Wednesday, March 24, 2010

Facts About Vitamin E

Let’s talks about the facts about vitamin E. Since its discovery, there have been a lot of misconceptions and myths about this essential nutrient, so I want to present you the hard science and what we can honestly know about it. It was first discovered in 1922, as its deficiency caused sterility in laboratory rats. Early on, it was considered an aphrodisiac by many people, but, as you may know, there is a big difference between infertility and sexual desire. It was promoted as anti-aging, said to prevent wrinkles and impotence.

In the early 1990’s vitamin E was one of the most popular dietary supplements. It is actually an antioxidant and the thought was that it could reduce the incidence of heart disease and cancer. Some of the studies at the time suggested that, so consumers where driven to buy supplements. Vitamin E may actually have some role in the reduction of chronic disease, but now almost every major study suggests that this vitamin is not the hero we thought it was.
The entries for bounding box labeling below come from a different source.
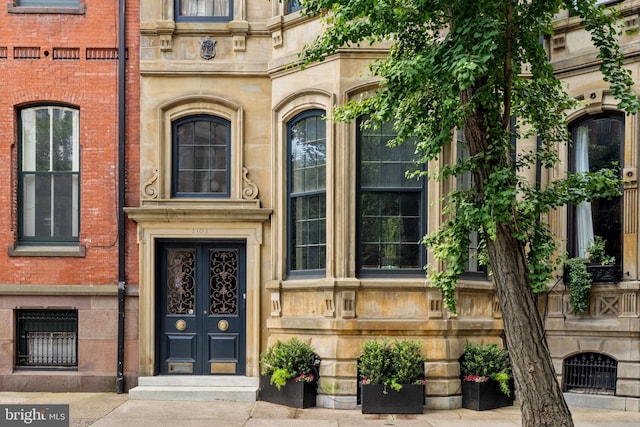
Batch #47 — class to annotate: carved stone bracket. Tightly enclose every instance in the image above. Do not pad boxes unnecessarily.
[242,167,258,200]
[156,21,176,52]
[271,289,282,317]
[340,290,356,319]
[271,30,284,49]
[142,168,159,200]
[324,290,335,317]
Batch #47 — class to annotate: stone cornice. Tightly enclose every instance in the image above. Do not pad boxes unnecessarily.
[124,203,273,223]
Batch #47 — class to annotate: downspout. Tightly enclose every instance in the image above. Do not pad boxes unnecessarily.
[116,0,127,394]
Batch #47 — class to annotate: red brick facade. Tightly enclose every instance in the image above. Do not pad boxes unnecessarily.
[0,0,140,390]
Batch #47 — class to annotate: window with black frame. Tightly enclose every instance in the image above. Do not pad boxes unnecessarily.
[18,105,80,244]
[357,120,427,276]
[567,114,624,264]
[175,0,233,22]
[172,115,231,197]
[287,110,327,275]
[287,0,302,13]
[456,129,487,277]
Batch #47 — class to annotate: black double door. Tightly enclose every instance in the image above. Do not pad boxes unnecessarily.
[156,241,246,375]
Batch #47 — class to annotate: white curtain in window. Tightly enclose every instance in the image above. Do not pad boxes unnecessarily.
[180,0,229,16]
[21,109,36,236]
[574,126,593,257]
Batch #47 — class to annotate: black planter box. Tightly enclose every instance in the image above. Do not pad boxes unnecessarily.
[587,264,618,283]
[462,380,514,411]
[260,375,318,409]
[360,384,424,414]
[562,264,620,286]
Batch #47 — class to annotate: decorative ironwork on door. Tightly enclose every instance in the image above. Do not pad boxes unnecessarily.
[209,250,238,315]
[167,249,196,314]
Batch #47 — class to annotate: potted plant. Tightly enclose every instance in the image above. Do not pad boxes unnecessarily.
[565,258,591,314]
[460,344,514,411]
[260,337,320,408]
[564,236,617,314]
[358,340,426,414]
[585,236,617,283]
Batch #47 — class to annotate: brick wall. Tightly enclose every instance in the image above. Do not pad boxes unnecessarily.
[0,0,139,285]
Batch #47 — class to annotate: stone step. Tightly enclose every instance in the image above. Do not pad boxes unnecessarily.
[129,375,259,402]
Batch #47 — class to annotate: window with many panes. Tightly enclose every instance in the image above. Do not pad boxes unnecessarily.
[567,114,624,263]
[456,129,487,276]
[172,115,231,197]
[287,110,327,273]
[357,121,426,275]
[175,0,233,21]
[16,309,78,368]
[18,106,80,244]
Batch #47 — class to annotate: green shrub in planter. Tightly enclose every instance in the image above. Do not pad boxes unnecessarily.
[460,344,512,396]
[260,337,320,390]
[358,340,426,393]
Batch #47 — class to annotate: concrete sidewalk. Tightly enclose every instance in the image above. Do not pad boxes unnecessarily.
[0,392,640,427]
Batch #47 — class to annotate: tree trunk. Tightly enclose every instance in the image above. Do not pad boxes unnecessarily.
[487,225,573,427]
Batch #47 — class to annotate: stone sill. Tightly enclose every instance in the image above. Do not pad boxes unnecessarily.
[8,245,87,258]
[0,285,118,296]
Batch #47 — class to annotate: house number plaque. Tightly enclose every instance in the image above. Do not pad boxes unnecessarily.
[176,319,187,331]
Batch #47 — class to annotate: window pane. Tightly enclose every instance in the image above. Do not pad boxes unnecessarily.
[358,118,426,270]
[19,107,80,242]
[569,116,624,262]
[287,0,302,13]
[456,129,487,274]
[174,116,229,196]
[287,111,326,270]
[360,191,421,268]
[176,0,231,17]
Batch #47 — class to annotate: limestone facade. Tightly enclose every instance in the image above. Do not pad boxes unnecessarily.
[127,0,640,408]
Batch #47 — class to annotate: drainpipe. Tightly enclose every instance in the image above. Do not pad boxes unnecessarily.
[116,0,127,394]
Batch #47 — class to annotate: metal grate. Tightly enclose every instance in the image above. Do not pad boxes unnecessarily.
[17,310,78,367]
[562,353,618,395]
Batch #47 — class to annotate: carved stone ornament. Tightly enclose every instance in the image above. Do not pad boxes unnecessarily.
[200,36,216,61]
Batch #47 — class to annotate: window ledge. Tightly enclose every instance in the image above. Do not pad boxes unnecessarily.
[8,245,87,258]
[7,2,87,15]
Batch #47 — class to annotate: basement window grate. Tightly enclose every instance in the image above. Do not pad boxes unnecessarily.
[17,310,78,368]
[562,353,618,395]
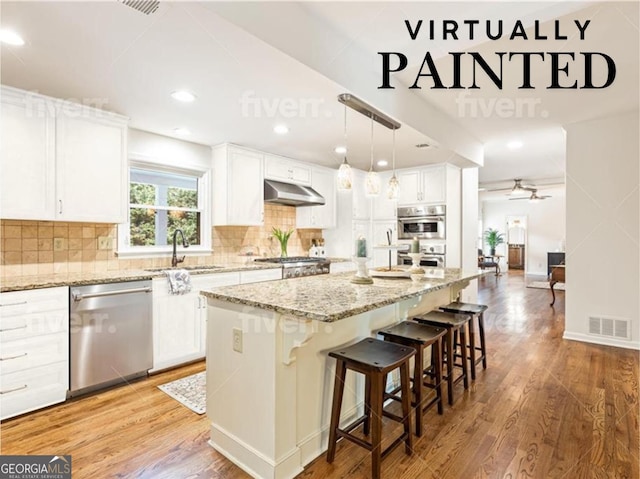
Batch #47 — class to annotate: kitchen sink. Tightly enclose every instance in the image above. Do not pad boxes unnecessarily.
[145,264,223,273]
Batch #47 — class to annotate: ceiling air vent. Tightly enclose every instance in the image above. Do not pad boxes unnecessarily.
[589,316,631,339]
[120,0,160,15]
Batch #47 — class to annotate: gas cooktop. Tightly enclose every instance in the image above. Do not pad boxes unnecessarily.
[256,256,327,265]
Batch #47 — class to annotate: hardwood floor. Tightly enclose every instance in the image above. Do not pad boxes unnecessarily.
[0,271,640,479]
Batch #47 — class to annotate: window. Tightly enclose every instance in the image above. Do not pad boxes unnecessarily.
[118,165,210,254]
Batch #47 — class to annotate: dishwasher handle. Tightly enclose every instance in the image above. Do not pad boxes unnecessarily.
[71,286,151,302]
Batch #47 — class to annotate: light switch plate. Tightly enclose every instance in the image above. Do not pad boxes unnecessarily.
[233,328,242,353]
[98,236,113,249]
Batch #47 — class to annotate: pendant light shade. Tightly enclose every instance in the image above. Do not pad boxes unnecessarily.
[387,128,400,200]
[338,105,353,190]
[365,116,380,197]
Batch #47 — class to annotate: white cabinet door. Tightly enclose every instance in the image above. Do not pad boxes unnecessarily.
[371,221,398,268]
[264,155,312,185]
[371,171,398,221]
[153,278,202,371]
[296,168,336,229]
[422,165,446,205]
[0,94,56,220]
[56,112,127,223]
[212,145,264,226]
[351,171,371,220]
[398,170,422,206]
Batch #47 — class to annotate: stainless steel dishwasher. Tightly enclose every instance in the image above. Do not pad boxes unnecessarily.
[68,281,153,397]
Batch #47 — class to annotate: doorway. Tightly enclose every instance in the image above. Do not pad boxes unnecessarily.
[506,216,527,271]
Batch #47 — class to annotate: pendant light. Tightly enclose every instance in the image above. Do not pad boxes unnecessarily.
[365,115,380,197]
[338,105,352,190]
[387,128,400,200]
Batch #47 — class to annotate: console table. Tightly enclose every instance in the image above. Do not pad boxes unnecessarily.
[549,264,565,306]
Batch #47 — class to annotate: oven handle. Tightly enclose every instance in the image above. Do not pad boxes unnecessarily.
[398,216,444,223]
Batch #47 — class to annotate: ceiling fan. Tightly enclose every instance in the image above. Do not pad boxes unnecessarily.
[509,188,551,203]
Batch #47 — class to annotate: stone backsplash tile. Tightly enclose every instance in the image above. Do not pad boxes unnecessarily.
[0,204,322,277]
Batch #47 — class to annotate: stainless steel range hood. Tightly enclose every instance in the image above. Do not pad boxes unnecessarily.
[264,180,325,206]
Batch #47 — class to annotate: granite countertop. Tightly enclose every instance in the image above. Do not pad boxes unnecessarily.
[200,268,488,322]
[0,263,281,293]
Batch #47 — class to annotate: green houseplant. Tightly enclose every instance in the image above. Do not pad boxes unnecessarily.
[484,228,504,256]
[271,227,293,258]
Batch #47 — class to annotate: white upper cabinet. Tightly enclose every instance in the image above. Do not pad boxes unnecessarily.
[264,154,312,186]
[0,94,56,220]
[296,167,336,229]
[0,87,127,223]
[56,113,128,223]
[213,144,264,226]
[371,171,398,221]
[398,164,446,206]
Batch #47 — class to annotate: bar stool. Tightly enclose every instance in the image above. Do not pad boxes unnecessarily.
[413,311,471,405]
[327,338,416,479]
[440,301,488,381]
[378,321,447,437]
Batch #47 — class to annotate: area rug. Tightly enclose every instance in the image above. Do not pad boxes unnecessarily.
[527,281,564,291]
[158,371,207,414]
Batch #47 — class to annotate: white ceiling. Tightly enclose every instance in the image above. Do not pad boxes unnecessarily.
[0,0,639,186]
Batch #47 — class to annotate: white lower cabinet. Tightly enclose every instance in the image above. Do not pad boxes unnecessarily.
[0,287,69,419]
[151,272,240,371]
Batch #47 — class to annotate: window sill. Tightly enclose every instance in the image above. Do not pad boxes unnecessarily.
[115,247,213,259]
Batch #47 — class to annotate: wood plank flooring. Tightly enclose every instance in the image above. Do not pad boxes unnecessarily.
[0,271,640,479]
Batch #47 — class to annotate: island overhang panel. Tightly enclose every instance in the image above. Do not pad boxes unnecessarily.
[201,269,485,479]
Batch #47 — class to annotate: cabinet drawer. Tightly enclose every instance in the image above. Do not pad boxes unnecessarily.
[0,332,69,376]
[240,268,282,284]
[0,286,69,321]
[0,309,69,348]
[0,361,69,419]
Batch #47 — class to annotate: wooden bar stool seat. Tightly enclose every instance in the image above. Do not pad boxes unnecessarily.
[378,321,447,437]
[327,338,416,479]
[413,311,471,405]
[440,301,488,380]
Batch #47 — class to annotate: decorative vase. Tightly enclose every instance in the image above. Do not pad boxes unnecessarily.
[409,253,424,274]
[351,256,373,284]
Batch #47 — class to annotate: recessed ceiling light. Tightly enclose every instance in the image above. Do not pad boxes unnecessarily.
[0,30,24,47]
[273,125,289,135]
[171,90,196,103]
[333,146,347,155]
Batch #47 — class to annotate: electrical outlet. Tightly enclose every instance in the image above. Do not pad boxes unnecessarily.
[98,236,113,249]
[233,328,242,353]
[53,238,69,251]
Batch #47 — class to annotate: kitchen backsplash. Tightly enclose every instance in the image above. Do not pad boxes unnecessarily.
[0,203,322,277]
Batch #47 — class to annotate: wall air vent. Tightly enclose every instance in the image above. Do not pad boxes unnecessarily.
[120,0,160,15]
[589,316,631,339]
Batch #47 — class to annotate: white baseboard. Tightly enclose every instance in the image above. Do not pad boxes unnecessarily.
[562,331,640,350]
[209,424,304,479]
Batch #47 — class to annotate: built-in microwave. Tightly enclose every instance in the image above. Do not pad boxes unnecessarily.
[398,206,446,239]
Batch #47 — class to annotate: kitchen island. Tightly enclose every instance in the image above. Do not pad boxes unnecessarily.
[201,269,485,478]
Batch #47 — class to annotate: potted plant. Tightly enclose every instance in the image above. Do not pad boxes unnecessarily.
[271,227,293,258]
[484,228,504,256]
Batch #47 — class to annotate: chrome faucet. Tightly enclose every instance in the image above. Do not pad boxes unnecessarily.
[171,229,189,268]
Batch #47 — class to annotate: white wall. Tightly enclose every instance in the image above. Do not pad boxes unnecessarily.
[564,110,640,349]
[128,128,211,169]
[482,193,566,275]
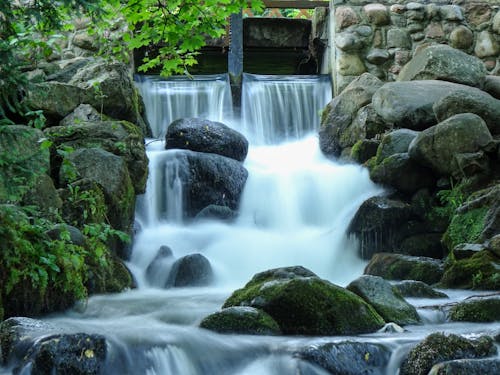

Major studies have failed to show an association between vitamin E intake and the prevention of chronic disease.

Let’s turn to the hard facts about vitamin E. It is a fat-soluble vitamin and it is stored in body fat. Its primary role is as an antioxidant. An antioxidant stabilizes cell membranes and protects them from oxidation. It protects lung membranes from environmental contaminants, it prevents mutations in DNA and also protects from cardiovascular disease by protecting lipid from being oxidized. Keep in mind that it is the oxidized LDL that is so lethal.

Vitamin E is part of the family of compounds called tocopherols. The most common form of it is alpha-tocopherol. There are other forms of it that are absorbed, but they contribute much less to the vitamin requirement than alpha-tocopherol.

Vitamin E and Heart Disease

Interest in vitamin E was generated when observational and epidemiological studies suggested it might lower the risk of heart disease. One of the most convincing studies was published in 1993 and suggested that women who took vitamin E for more than two years had a 30% to 40% risk reduction of cardiovascular disease.

At that time, other international studies suggested that vitamin E was also associated with reduced heart disease risk, so it wasn’t just in the United States, it was worldwide. Then came the HOPE study. With the HOPE study, vitamin E’s wheels began to come off. HOPE stands for Heart Outcomes Prevention and Evaluation. This long term study evaluated the effectiveness of vitamin E. They studied individuals who had preexisting vascular disease like diabetes, so they were in their way to developing heart disease. Vitamin E was thought to prevent heart disease, so why not give it to the most vulnerable people and see its effectiveness?

The study was unique because it followed individuals for up to 7 years. They were taking 400 IU of vitamin E, more than the requirement. There was no benefit in the prevention of heart disease or cancer in this group of individuals. They were high risk individuals and there was no effectiveness. Furthermore, in individuals who were taking this extra vitamin E there was an increased risk of heart failure. Now we’ve got evidence that not only there is no benefit, but there is harm.

Preliminary research suggests vitamin E may aid in the preservation of cognitive function in Alzheimer’s disease. So, we’ve got some studies suggesting that this vitamin is good and others suggesting no.

A recent study by the American Cancer Society indicated that those who take vitamin E for 10 years can reduce the risk of bladder cancer. Observational studies suggest that maybe vitamin E and selenium together might be able to prevent prostate cancer. The SELECT study, however, which stands for Selenium and Vitamin E Cancer Prevention Trial, demonstrated that this combination is not effective as a prevention strategy.

We get again here this dichotomy of vitamin E. The bottom line is: get your vitamin E from food and stay away from supplements if you already have any vascular disease.